Another aspect of caring for someone who is living with dementia is the possibility for unpredictable behaviors or knowing what non-verbal cue might mean. A professional caregiver is trained to expect this unlike a family member who may be relying on who their loved one was before they got sick. When adequately trained, a caregiver can understand that a person’s behaviors are their illness and not who that person is and therefore not take their actions personally or become stressed by them.
The AARP/NAC study also found that 38% of family caregivers reported experiencing “high emotional stress” as a result of the care they are providing. A possible cause of stress for caregivers is the unrelenting need for their attention and energy, which means that they can become stressed and depleted and in need of care for themselves. A professional caregiver is working a shift, even if they come each day, and therefore gets a break from providing care. Respite care can make family caregiving work in shifts too—whether it’s because another family member or friend takes a turn or a professional caregiver is hired to step in for a few hours at a time.
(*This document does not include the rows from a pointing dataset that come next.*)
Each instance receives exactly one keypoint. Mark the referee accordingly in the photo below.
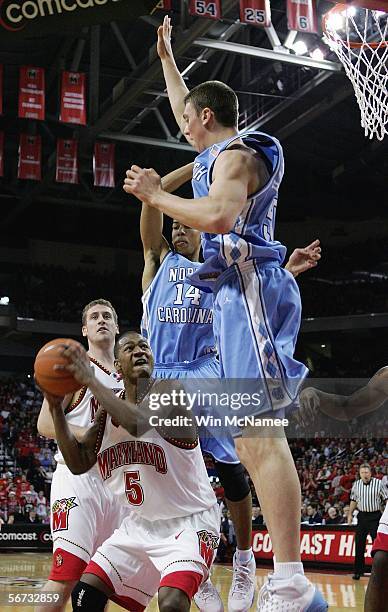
(368, 495)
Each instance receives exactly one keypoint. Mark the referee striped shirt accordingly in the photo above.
(369, 497)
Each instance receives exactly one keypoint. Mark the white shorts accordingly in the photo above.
(140, 554)
(84, 513)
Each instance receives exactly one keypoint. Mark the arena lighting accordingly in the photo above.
(317, 54)
(299, 47)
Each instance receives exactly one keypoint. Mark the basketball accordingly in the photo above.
(57, 382)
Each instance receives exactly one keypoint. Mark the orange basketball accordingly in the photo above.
(57, 382)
The right tools—training, respite care, etc.--can mean the difference between a sustainable and meaningful caregiving experience and an ongoing period of stress. Training is available to family caregivers as well as professional caregivers, and can be one tool in making caregiving more manageable. The Alzheimer’s Association has training for family caregivers and so do some home care companies.
When a caregiver can remain calm and happy and engaged, so too can the person who is being care for and this decreases the chance of stress flaring up.